By the way, I think "slick Nick" (or "Governor Gump") type of language needlessly detracts from the point being made.

Comment #6 by barry schiller on 2014 04 18

Art Chris Schaper is a fired school teacher from California and a serial spammer. This site sure is hungry for content.

Comment #7 by Lewis Charleston on 2014 04 18

We most definitely need a Constitutional Convention in this state. to give us terms limits to rid us of career politicians, and we need to get rid of the master lever. Voters have been screaming for this change for over 50 years.
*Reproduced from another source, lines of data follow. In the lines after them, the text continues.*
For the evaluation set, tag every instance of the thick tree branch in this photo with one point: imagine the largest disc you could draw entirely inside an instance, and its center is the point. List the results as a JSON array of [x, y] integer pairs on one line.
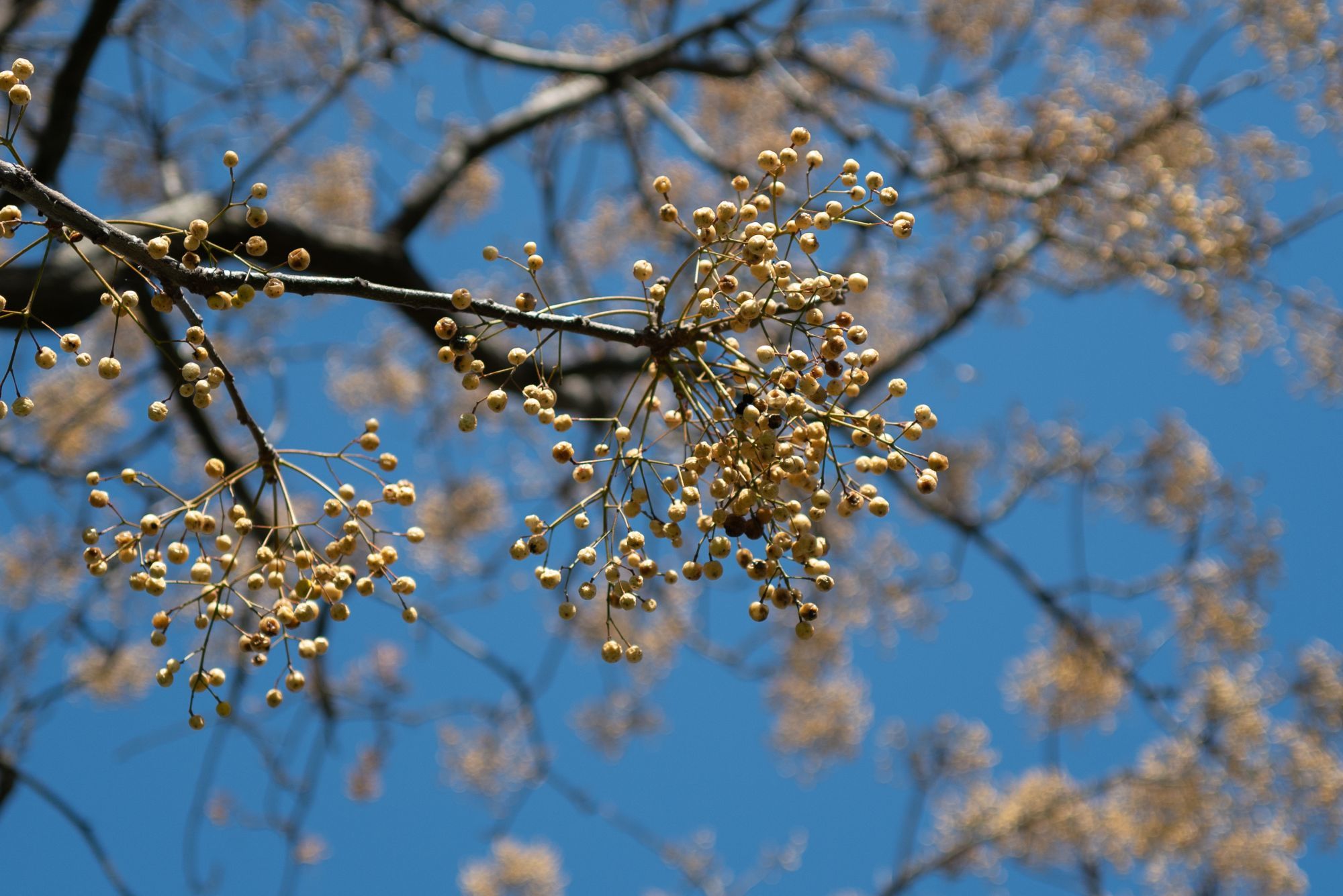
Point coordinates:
[[68, 90]]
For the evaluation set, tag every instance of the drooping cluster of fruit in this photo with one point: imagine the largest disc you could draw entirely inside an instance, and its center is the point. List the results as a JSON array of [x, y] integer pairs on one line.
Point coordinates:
[[741, 432], [194, 248], [244, 562]]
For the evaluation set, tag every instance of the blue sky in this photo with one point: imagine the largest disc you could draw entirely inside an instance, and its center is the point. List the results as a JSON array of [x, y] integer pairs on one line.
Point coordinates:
[[1105, 360]]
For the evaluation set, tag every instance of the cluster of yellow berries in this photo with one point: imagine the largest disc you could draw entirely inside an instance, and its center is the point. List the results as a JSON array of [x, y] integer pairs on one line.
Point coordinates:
[[722, 448], [11, 82], [126, 303], [268, 596]]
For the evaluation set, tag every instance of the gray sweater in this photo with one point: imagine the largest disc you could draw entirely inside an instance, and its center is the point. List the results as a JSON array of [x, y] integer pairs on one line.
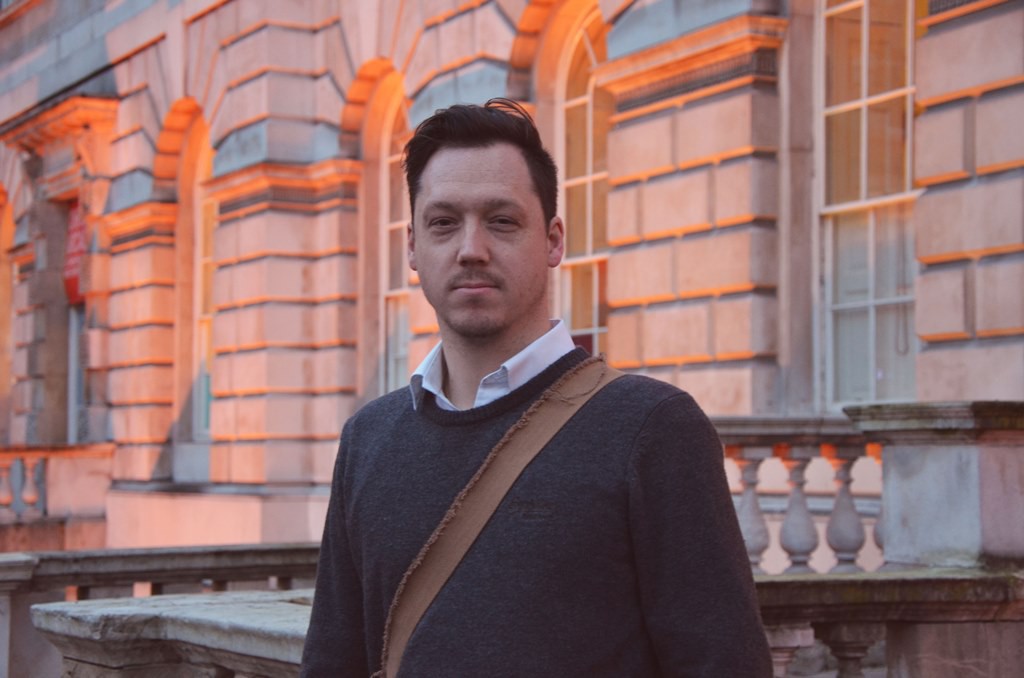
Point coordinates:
[[616, 552]]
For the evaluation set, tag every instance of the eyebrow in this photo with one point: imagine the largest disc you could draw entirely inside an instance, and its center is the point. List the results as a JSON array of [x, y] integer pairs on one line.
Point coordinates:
[[491, 204]]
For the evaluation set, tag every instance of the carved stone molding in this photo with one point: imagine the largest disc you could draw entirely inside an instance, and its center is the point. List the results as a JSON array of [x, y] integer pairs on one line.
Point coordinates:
[[72, 139]]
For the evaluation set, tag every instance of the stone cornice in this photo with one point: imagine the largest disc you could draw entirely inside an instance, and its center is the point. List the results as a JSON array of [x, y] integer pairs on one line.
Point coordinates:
[[302, 187], [741, 46], [941, 423], [67, 120]]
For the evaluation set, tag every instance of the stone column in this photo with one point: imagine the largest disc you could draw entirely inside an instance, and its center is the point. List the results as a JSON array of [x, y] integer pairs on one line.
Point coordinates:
[[952, 480], [953, 492]]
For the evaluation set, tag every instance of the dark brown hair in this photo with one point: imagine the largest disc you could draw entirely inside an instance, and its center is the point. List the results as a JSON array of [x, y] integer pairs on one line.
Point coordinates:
[[469, 126]]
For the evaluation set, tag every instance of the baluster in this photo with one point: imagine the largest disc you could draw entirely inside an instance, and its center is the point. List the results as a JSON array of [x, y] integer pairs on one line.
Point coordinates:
[[849, 643], [873, 450], [845, 533], [752, 520], [6, 495], [798, 537], [784, 640]]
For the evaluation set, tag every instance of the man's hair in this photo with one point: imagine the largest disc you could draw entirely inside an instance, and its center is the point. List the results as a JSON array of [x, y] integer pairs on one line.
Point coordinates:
[[472, 126]]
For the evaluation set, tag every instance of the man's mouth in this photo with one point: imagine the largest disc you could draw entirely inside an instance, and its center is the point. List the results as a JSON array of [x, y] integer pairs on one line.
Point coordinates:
[[474, 283]]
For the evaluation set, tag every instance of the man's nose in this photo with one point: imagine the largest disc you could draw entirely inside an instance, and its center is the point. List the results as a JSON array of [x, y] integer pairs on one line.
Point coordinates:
[[474, 246]]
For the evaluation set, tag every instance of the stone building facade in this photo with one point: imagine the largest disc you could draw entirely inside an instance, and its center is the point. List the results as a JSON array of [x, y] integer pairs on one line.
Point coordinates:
[[782, 207]]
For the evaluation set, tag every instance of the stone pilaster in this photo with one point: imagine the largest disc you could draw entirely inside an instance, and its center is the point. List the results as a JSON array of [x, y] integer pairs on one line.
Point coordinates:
[[692, 212], [969, 158], [285, 370]]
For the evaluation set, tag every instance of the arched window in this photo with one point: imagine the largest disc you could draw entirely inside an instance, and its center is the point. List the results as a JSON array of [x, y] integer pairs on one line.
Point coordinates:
[[397, 278], [586, 111]]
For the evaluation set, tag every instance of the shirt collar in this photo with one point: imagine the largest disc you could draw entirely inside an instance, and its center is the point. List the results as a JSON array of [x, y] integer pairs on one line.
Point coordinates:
[[512, 374]]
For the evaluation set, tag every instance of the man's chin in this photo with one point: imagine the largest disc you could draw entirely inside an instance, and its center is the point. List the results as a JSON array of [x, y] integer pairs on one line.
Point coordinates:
[[475, 328]]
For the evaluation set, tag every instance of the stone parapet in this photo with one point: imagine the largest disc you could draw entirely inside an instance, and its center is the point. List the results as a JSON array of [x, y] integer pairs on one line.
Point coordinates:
[[262, 633]]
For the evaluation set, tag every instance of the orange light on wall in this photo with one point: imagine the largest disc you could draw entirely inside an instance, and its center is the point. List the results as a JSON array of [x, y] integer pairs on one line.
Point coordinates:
[[75, 253]]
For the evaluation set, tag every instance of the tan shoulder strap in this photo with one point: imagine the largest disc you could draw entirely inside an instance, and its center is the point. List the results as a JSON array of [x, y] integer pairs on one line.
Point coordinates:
[[476, 503]]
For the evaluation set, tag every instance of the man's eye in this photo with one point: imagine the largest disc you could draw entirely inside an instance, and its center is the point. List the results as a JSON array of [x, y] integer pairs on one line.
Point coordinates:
[[503, 223]]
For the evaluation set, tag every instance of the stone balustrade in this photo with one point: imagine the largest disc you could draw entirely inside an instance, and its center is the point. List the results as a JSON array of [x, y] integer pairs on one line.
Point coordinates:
[[780, 517], [27, 579], [239, 634], [53, 497]]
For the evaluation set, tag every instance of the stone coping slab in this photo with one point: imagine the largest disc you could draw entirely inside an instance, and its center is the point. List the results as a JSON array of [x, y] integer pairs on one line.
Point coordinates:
[[256, 632], [912, 595]]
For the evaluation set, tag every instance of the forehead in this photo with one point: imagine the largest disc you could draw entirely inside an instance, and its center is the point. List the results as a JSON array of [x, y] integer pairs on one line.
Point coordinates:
[[464, 173]]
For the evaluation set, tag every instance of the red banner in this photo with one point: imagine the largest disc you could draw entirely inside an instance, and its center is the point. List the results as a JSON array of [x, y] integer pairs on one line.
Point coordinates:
[[75, 253]]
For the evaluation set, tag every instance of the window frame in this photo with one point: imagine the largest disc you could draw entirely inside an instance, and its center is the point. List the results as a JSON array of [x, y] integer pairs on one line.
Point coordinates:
[[823, 264], [590, 178]]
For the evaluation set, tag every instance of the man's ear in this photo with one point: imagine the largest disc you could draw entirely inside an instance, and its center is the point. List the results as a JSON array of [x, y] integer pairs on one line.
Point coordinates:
[[411, 243], [556, 242]]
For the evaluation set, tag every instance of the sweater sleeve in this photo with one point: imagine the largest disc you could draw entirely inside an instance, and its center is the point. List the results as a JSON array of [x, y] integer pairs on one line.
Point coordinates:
[[335, 641], [695, 585]]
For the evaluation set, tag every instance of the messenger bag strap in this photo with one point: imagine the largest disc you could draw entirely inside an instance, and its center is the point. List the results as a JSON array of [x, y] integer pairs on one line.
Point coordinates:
[[476, 503]]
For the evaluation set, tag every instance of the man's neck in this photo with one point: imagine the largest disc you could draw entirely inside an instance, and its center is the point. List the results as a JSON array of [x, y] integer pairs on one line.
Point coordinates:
[[466, 363]]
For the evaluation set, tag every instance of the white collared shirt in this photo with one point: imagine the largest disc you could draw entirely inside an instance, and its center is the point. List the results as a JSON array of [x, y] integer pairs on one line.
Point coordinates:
[[513, 373]]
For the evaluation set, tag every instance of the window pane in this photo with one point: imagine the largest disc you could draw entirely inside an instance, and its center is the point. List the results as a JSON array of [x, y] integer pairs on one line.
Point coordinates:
[[577, 137], [850, 260], [894, 262], [887, 33], [399, 132], [851, 345], [396, 258], [604, 107], [396, 364], [599, 209], [583, 306], [209, 269], [843, 157], [602, 293], [887, 147], [576, 220], [894, 352], [579, 76], [396, 192], [843, 57]]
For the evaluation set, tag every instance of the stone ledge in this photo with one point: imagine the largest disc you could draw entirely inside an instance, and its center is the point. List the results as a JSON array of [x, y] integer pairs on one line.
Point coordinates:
[[259, 633], [919, 595], [986, 421]]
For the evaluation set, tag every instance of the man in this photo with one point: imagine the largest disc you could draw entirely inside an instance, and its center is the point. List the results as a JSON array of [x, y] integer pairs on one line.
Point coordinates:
[[616, 552]]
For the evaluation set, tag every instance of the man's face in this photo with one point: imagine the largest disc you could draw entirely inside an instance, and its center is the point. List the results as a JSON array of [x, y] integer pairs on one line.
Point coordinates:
[[480, 246]]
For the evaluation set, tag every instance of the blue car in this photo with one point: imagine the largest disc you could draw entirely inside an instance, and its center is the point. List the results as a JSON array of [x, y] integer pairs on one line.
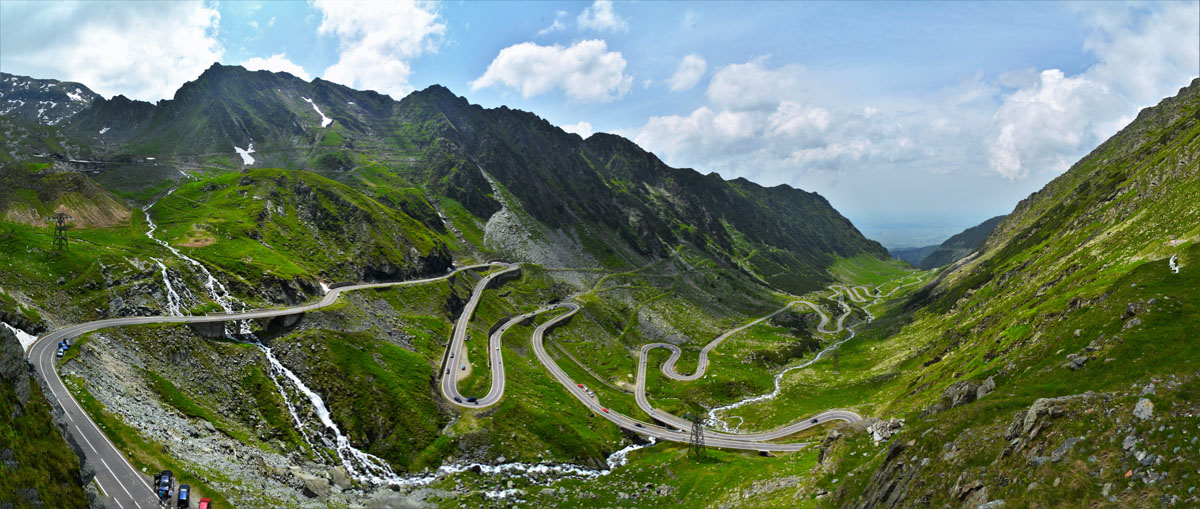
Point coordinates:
[[162, 484], [184, 496]]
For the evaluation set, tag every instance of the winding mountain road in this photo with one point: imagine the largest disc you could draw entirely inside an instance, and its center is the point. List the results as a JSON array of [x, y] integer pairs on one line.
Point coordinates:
[[669, 370], [124, 485], [127, 487]]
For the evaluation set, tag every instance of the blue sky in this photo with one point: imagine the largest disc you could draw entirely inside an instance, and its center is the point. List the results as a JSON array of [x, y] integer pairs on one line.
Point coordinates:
[[916, 120]]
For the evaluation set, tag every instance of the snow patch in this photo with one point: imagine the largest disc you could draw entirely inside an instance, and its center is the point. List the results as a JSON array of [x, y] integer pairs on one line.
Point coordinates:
[[245, 154], [324, 120], [23, 336]]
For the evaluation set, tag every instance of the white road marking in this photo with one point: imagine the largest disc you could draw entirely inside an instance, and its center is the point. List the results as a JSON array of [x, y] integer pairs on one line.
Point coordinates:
[[118, 480], [85, 439]]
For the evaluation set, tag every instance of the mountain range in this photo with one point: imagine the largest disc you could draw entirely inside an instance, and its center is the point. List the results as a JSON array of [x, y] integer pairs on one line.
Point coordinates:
[[1042, 358]]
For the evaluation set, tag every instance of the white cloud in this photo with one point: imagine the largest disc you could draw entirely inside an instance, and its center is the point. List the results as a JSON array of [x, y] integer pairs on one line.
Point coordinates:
[[793, 119], [1145, 53], [753, 85], [759, 124], [582, 129], [586, 71], [559, 24], [377, 41], [688, 72], [1043, 124], [276, 63], [600, 16], [143, 49]]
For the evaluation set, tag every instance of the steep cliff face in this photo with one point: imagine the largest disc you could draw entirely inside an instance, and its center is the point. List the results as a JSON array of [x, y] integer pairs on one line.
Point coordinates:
[[610, 189], [605, 197], [1078, 315], [37, 466]]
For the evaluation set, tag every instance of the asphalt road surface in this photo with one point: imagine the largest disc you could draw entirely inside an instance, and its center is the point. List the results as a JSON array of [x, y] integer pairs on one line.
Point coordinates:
[[121, 484]]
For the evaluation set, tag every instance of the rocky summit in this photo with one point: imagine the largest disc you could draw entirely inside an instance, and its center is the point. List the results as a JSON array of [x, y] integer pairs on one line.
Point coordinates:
[[253, 287]]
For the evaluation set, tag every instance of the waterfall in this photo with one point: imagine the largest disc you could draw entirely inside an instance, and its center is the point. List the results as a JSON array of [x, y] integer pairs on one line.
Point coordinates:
[[174, 304], [216, 289], [773, 394], [23, 336], [360, 465]]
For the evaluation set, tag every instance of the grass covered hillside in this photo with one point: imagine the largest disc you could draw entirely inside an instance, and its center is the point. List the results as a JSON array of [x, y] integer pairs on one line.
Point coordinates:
[[1057, 366], [33, 195], [37, 467], [287, 225], [508, 181]]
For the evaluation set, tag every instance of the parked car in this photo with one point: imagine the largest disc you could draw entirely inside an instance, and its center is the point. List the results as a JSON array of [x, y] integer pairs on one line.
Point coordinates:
[[163, 483], [185, 491]]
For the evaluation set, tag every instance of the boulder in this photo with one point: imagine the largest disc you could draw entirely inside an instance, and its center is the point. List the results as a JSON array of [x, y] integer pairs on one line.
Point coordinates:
[[315, 486], [340, 478], [1144, 409]]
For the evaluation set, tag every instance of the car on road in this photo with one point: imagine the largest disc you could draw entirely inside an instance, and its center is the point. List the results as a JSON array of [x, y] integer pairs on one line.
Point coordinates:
[[162, 484]]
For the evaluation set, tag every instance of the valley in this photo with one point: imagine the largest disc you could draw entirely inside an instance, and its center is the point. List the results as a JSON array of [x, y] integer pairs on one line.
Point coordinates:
[[292, 293]]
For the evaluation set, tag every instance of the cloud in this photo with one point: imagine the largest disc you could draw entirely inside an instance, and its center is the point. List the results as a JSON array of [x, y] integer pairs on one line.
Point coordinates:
[[688, 73], [142, 49], [586, 71], [276, 63], [559, 24], [760, 124], [1144, 53], [600, 16], [753, 84], [377, 41], [582, 129]]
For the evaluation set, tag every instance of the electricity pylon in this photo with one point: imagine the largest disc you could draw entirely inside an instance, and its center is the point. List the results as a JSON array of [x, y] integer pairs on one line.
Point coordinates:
[[60, 232]]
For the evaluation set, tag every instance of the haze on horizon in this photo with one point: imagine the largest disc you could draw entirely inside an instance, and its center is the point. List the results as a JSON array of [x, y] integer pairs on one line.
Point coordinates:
[[915, 120]]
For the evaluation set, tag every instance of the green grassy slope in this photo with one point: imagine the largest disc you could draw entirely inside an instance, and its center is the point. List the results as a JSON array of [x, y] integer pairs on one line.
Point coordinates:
[[1079, 269]]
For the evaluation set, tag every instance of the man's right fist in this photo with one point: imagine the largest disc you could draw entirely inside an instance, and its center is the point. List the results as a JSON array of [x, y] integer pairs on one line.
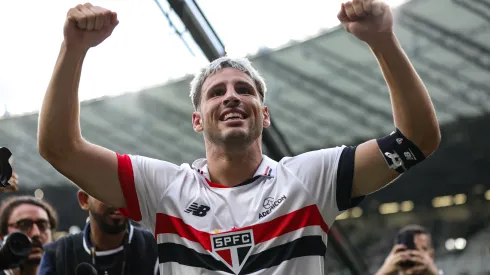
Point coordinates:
[[87, 26]]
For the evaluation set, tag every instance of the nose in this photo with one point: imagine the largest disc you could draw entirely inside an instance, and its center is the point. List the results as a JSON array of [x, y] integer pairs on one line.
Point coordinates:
[[34, 232], [231, 98]]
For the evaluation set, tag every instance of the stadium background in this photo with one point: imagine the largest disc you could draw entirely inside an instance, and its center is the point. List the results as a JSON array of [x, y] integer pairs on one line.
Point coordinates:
[[326, 91]]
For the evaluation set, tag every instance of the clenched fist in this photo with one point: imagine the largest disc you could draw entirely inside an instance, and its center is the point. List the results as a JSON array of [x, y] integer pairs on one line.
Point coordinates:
[[366, 19], [87, 26]]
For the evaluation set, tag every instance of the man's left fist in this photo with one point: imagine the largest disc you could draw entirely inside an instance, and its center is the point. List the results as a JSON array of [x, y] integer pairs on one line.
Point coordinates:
[[366, 19]]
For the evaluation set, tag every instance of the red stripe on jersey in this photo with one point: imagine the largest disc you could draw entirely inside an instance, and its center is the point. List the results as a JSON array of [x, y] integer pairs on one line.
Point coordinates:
[[307, 216], [216, 185], [126, 180]]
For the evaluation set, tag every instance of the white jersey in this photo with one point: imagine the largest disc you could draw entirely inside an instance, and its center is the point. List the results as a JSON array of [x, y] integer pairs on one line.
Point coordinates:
[[275, 223]]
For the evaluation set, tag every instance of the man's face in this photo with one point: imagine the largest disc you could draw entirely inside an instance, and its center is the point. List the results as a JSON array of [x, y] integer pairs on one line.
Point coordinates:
[[33, 221], [107, 217], [231, 113]]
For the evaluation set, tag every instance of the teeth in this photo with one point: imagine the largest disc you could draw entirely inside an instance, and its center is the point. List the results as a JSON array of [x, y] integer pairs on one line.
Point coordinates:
[[233, 115]]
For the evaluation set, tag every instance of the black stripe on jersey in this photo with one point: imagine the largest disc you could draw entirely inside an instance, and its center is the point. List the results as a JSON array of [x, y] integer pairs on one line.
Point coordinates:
[[345, 177], [305, 246], [171, 252]]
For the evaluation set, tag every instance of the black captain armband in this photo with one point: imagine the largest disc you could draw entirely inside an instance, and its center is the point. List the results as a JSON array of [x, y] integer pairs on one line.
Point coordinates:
[[400, 153]]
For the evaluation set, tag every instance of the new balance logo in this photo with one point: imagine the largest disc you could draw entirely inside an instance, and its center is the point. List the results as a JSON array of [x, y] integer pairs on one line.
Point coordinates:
[[196, 209]]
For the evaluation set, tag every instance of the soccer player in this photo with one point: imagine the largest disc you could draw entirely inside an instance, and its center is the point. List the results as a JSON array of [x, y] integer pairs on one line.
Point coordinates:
[[237, 211]]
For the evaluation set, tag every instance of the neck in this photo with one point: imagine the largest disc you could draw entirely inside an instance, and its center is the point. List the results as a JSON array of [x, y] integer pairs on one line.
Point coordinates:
[[103, 241], [232, 167], [27, 270]]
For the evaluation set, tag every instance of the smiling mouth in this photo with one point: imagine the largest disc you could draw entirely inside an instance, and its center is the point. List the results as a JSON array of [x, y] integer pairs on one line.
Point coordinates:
[[232, 116]]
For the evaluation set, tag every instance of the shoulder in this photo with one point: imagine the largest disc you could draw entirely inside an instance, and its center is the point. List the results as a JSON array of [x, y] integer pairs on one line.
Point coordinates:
[[63, 242], [142, 233]]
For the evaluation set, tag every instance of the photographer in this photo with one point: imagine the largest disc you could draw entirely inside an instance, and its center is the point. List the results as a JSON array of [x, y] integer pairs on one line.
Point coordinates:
[[109, 243], [412, 254], [33, 217]]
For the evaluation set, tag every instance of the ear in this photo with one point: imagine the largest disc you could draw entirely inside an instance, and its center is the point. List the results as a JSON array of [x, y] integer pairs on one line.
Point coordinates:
[[83, 199], [267, 117], [197, 122]]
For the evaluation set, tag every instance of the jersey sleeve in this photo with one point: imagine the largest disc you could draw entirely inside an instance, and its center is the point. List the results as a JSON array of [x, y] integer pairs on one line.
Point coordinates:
[[144, 182], [327, 175]]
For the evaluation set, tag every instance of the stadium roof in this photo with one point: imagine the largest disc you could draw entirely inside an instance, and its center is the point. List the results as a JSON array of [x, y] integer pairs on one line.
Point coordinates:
[[326, 91]]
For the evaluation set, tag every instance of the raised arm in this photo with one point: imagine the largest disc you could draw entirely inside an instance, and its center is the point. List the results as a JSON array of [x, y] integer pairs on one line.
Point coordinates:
[[91, 167], [372, 22]]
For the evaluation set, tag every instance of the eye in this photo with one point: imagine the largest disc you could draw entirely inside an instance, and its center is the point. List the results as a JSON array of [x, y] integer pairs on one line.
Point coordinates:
[[243, 90], [218, 92]]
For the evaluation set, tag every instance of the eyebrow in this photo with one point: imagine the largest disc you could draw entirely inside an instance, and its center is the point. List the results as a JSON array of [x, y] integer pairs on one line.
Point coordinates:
[[239, 82]]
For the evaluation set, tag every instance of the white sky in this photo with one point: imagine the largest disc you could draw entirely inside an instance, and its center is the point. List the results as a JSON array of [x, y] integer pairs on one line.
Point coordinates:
[[143, 51]]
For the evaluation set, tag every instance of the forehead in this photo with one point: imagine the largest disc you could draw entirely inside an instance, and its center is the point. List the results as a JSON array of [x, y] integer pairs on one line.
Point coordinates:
[[28, 211], [225, 76]]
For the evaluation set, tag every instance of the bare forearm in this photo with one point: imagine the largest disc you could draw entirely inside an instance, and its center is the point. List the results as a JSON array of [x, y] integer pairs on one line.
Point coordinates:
[[413, 111], [59, 127]]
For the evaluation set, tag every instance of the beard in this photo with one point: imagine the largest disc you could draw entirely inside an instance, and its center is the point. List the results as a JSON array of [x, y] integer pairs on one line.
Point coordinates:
[[117, 226]]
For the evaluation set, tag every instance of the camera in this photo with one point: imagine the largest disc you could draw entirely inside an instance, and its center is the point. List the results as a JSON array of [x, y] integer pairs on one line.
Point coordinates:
[[14, 250], [5, 168], [406, 239]]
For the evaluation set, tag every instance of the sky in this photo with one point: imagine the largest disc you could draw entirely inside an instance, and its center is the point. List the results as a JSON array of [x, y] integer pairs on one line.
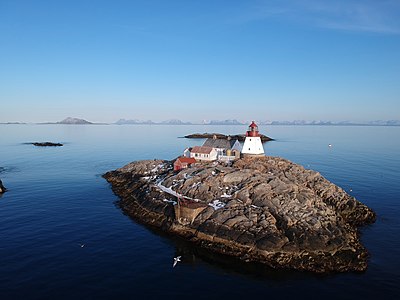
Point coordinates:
[[199, 60]]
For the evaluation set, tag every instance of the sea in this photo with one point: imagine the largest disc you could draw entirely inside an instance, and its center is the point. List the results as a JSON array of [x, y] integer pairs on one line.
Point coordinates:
[[62, 235]]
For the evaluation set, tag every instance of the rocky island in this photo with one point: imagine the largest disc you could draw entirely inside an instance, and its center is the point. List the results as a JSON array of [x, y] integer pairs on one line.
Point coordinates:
[[263, 209]]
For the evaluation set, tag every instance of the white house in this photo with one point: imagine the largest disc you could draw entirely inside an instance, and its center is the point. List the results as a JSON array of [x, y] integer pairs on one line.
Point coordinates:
[[203, 153]]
Since the General Assembly is too busy taking care of their own business, we need to work for a Constitutional Convention to clean the putrid air that permeates Smith Hill.

Comment #8 by Joyce Bryant on 2014 04 19

Hey Joyce--you and every other state--already have term limits. They are called "elections".

Comment #9 by Lewis Charleston on 2014 04 19

Dear Lewis you sound like you may not originally be from Rhode Island. Voters in this state don't know how to vote the thieves out. They usually wait for the FBI or the State Police to raid the politico's office. Of course the voters in this state have also been known to vote the felons back in. That's Rhode Island politics.

Comment #10 by Joyce Bryant on 2014 04 19

ha ha whiny unionists don't like him. That's a good thing.
someday we'll end collective bargaining for these thieves and the state will rise from the ashes.

Comment #11 by Odd Job on 2014 04 19

Legalize Prostitution or Marijuana? Puerto Rico Is Looking for Ideas to Solve Debt Crisis..Good idea for liberal Rhode Island? May as well,we're going to loose gambling shortly and we need another revenue stream to make up the difference.